Quatrième de couverture:

Une jeune femme, belle et fragile, un luxueux hôtel hollywoodien et un dangereux mélange d’alcools forts et de médicaments… Quand Eliza Fontaine, jeune auteure à succès, se réveille dans une chambre d’hôpital, il lui suffit d’un regard à ses proches pour comprendre qu’on la soupçonne d’une nouvelle tentative de suicide. N’a-t-elle pas été retrouvée ivre morte au fond d’une piscine alors qu’elle ne sait pas nager ? Pourtant, Eliza en a la certitude, cette fois, c’est différent. Ses souvenirs sont flous, sa mémoire se dérobe, mais elle se souvient d’une voix, d’un rire… Uniquement armée du roman qu’elle vient de terminer, et dans lequel semblent se mêler fiction et réalité, la jeune femme part à la recherche de ce qui s’est réellement passé. Car, s’il y a une chose dont Eliza est sûre, c’est qu’elle n’a pas sauté dans cette piscine. Quelqu’un a tenté de la tuer.

L’avis de Lunatic :

Un thriller offert par ma Madame Ourse. Elle connait mes goûts. Ce roman aurait pu me plaire effectivement, mais malheureusement je n’ai pas adhéré du tout à l’intrigue et au style de l’auteure. Dans ce roman, on a une héroïne vraiment dérangeante. Le lecteur ne sait pas si on peut se fier à elle, à ce qu’elle raconte et vit. Elyza est retrouvée au fond d’une piscine. Pas étonnant aux yeux de ses proches, elle a déjà essayé de se suicider ainsi ! Mais la jeune femme prétend que cette fois quelqu’un l’a poussée volontairement. Le doute s’installe forcément pour le lecteur.

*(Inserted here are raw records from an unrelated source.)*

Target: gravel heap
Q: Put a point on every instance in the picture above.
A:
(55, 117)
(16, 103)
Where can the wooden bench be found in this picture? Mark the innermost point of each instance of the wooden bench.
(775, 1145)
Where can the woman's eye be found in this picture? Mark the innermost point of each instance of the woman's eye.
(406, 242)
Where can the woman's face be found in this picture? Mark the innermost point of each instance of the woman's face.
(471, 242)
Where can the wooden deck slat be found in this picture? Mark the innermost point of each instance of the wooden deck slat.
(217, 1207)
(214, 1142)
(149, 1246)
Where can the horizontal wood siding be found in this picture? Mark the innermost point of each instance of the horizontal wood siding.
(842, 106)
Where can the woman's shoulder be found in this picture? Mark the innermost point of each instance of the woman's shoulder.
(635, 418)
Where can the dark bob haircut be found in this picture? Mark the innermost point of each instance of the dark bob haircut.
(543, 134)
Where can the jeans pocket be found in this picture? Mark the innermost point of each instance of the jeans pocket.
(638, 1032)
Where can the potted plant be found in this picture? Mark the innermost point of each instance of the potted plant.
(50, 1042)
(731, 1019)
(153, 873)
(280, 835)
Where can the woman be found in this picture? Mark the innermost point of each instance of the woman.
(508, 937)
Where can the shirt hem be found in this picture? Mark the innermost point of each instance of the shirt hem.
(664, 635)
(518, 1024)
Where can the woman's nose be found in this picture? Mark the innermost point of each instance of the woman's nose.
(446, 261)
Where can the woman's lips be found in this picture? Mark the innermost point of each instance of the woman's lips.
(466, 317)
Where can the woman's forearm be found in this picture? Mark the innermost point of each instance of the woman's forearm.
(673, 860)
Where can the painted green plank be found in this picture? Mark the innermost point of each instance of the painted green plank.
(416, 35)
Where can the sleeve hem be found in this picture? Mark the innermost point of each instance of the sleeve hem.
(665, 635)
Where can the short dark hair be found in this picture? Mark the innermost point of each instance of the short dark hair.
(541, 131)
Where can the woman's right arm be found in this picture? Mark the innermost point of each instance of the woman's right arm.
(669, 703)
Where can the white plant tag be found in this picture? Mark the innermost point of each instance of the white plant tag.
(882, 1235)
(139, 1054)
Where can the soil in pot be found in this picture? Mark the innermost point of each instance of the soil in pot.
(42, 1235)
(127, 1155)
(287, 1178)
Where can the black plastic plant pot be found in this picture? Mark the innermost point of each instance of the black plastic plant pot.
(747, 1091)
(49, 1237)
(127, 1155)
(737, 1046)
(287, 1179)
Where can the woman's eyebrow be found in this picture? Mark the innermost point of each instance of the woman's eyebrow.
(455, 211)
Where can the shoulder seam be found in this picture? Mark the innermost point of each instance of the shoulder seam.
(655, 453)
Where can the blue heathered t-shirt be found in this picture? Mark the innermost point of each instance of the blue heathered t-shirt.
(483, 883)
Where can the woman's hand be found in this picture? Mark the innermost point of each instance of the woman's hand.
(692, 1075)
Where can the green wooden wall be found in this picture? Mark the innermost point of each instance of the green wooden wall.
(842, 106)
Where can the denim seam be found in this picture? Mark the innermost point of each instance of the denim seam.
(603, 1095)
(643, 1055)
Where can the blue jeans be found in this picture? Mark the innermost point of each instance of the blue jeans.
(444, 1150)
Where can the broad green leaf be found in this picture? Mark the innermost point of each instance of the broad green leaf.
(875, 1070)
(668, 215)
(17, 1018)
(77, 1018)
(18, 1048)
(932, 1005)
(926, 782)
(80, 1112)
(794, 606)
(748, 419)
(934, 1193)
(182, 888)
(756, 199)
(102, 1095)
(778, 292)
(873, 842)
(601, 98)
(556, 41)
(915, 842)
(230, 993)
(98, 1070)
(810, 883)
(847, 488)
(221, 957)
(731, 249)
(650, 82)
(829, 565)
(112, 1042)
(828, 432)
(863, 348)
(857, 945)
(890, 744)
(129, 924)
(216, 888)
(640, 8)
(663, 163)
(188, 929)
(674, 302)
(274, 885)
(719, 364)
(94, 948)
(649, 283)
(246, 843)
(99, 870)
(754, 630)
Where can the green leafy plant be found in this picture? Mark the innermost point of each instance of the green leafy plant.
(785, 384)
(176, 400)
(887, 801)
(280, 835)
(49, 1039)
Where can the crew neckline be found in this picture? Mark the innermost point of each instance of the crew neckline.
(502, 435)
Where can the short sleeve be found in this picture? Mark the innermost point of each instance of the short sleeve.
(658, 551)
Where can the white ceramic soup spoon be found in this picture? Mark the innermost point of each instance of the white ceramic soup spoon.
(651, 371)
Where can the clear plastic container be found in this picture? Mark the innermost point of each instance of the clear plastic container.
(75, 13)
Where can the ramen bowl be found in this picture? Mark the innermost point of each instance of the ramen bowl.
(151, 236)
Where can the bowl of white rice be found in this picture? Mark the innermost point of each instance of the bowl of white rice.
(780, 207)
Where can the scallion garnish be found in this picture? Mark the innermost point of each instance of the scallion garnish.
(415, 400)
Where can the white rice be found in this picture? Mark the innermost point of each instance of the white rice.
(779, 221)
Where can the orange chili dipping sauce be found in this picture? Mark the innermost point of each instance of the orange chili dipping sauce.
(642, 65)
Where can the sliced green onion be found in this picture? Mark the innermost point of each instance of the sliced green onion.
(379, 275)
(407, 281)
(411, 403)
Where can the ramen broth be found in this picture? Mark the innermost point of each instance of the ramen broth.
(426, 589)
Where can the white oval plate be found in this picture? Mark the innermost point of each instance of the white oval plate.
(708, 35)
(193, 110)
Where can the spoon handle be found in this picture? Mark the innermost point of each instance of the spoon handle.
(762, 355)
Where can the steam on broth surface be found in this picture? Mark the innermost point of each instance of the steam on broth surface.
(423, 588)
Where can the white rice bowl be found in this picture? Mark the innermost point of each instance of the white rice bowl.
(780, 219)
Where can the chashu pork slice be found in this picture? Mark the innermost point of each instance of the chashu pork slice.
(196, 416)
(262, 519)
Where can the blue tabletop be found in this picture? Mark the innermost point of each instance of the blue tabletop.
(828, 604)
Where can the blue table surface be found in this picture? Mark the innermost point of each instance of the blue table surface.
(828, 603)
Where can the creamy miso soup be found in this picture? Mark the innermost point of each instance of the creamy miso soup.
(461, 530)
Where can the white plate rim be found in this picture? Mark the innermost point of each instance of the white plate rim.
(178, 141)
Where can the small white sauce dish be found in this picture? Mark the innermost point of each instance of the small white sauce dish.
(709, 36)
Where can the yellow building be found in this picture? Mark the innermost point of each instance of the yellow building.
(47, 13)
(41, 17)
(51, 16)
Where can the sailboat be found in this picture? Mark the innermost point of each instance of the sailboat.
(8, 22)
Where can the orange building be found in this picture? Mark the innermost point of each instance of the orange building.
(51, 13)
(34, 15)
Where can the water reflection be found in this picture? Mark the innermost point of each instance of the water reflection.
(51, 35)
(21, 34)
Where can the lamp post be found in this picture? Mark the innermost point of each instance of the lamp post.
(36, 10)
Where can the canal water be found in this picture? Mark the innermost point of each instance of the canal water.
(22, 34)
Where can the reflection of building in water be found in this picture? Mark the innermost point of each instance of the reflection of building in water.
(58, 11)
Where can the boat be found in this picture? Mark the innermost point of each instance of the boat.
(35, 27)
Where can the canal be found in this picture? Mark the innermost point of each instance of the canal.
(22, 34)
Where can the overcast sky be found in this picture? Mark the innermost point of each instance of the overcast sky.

Elyza qui s’apprête à sortir un roman est assez déstabilisé par son aventure, et décide d’enquêter elle-même puisque personne ne semble la croire. En parallèle, on lit les chapitres de son roman. Mais rapidement, tout se mélange entre sa vie et la fiction qu’elle a écrite. On ne sait plus trop qui croire et que croire.

Les thèmes de la maladie mentale, des déboires familiaux, des excès sont mis en avant dans le roman, mais j’ai trouvé le tout très faux, caricatural. Même si cela est volontaire, l’auteure embrouille le lecteur, mais cela manque de subtilité, et je m’y suis perdue. J’ai bâclé la lecture du dernier tiers du roman afin d’en connaitre le dénouement. Un final gâché par un récit en longueur et manquant de pep’s.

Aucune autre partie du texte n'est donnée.